Glueball Spectrum for QCD from AdS Supergravity Duality
Richard C. Brower, Samir D. Mathur, Chung-I Tan
TL;DR
This work computes the complete glueball spectrum of QCD-like theories in the strong coupling regime via the AdS/CFT correspondence, using an $AdS^7 \times S^4$ black hole to model QCD_4 and an $AdS^5 \times S^5$ black hole for QCD_3. It derives six independent wave equations from fluctuations of the supergravity fields, computes their discrete spectra, and assigns parity and charge conjugation by Born-Infeld couplings, yielding a rich pattern of $J^{PC}$ states. Despite the limitations of leading-order strong coupling, the resulting mass and spin structure show qualitative agreement with lattice QCD data, offering support for the Maldacena duality and insights into strong-coupling artifacts and operator mappings.

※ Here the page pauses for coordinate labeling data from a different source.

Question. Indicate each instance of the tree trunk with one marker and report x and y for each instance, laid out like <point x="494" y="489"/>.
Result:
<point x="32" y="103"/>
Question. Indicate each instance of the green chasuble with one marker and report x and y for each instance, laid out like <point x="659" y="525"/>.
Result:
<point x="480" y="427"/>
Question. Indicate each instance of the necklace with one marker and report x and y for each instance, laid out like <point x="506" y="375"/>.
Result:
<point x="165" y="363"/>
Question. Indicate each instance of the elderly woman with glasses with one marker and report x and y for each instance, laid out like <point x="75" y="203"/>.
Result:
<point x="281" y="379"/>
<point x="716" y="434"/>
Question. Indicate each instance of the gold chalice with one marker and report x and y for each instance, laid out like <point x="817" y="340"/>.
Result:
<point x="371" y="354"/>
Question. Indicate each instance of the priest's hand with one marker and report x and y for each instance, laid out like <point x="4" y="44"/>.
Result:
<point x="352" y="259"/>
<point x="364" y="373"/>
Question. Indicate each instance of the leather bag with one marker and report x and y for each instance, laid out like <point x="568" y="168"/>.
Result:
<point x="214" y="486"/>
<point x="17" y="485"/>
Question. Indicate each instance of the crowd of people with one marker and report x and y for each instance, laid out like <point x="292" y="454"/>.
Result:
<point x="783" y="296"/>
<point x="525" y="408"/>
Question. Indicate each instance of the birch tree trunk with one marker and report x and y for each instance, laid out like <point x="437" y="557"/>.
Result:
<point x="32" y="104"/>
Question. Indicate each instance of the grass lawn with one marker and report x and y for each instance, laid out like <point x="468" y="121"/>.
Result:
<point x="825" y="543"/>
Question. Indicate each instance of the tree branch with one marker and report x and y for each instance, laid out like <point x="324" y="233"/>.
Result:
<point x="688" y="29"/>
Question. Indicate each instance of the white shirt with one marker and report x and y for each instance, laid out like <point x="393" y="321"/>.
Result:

The work also discusses the Pomeron intercept in the strong coupling regime and outlines how KK and other spurious modes decouple, guiding future refinements toward a more precise gauge/gravity dual for QCD.
Abstract
We present the analysis of the complete glueball spectrum for the $AdS^7$ black hole supergravity dual of $QCD_4$ in strong coupling limit: $g^2 N \to \infty$. The bosonic fields in the supergravity multiplet lead to 6 independent wave equations contributing to glueball states with $J^{PC} = 2^{++},1^{+-}, 1^{--}$, $0^{++}$ and $0^{-+}$. We study the spectral splitting and degeneracy patterns for both $QCD_4$ and $QCD_3$. Despite the expected limitations of a leading order strong coupling approximation, the pattern of spins, parities and mass inequalities bear a striking resemblance to the known $QCD_4$ glueball spectrum as determined by lattice simulations at weak coupling.